In your post you make a lot of assertions without providing any sort of evidence for those assertions. Would you care to provide us reasons for why we should think that Kubrick hated life itself, that Kubrick was at the very least a misanthrope (and even worse), that Kubrick was the most overrated director of all time (please note that being a misanthrope is not sufficient for being a bad director), that Malick is the second most overrated director of all time, etc.? Thank you.
57
Sh!t. I saw this and came here to find the best piece of snark written. Instead all I got was this typical lame Mudede wankfest (who hasn't even seen it). You're too cool charles, you always will be.

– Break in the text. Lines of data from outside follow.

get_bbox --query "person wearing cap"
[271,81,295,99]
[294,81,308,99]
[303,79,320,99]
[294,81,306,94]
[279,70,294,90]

Tell me how funny Police Beat is?
58
I could poop in a plastic bag, flatten it, take a picture and post it to my Twitter account. In so doing, I would have contributed more artistic value to the world than the sum total of Charles Mudede's writing career.
59
American Beauty and Election were ABOUT "the sexual behaviors of white suburbanites?" Kubrick's cinema "hates life itself?" Tree of Life and Enter The Void "are essentially remakes of 2001?" The ending of Enter the Void is "hilarious?" Wow, this guy is viewing stuff on a totally different plane of existence than myself. What a bunch of odd assertions . . . really very strange, but I guess it at least might get some people riled up and maybe that's good for something? But honestly I have a hard time even seeing the point in that. To Each His Own I Guess
60
Every time I accidentally read a Mudede article I feel like I've been trolled. I start reading, think "What is this crap? Oh shit, I bet it's another Mudede article! Damn it, trolled again!"
Hiring Mudede has got to be the longest running inside joke in Stranger history. And the most annoying.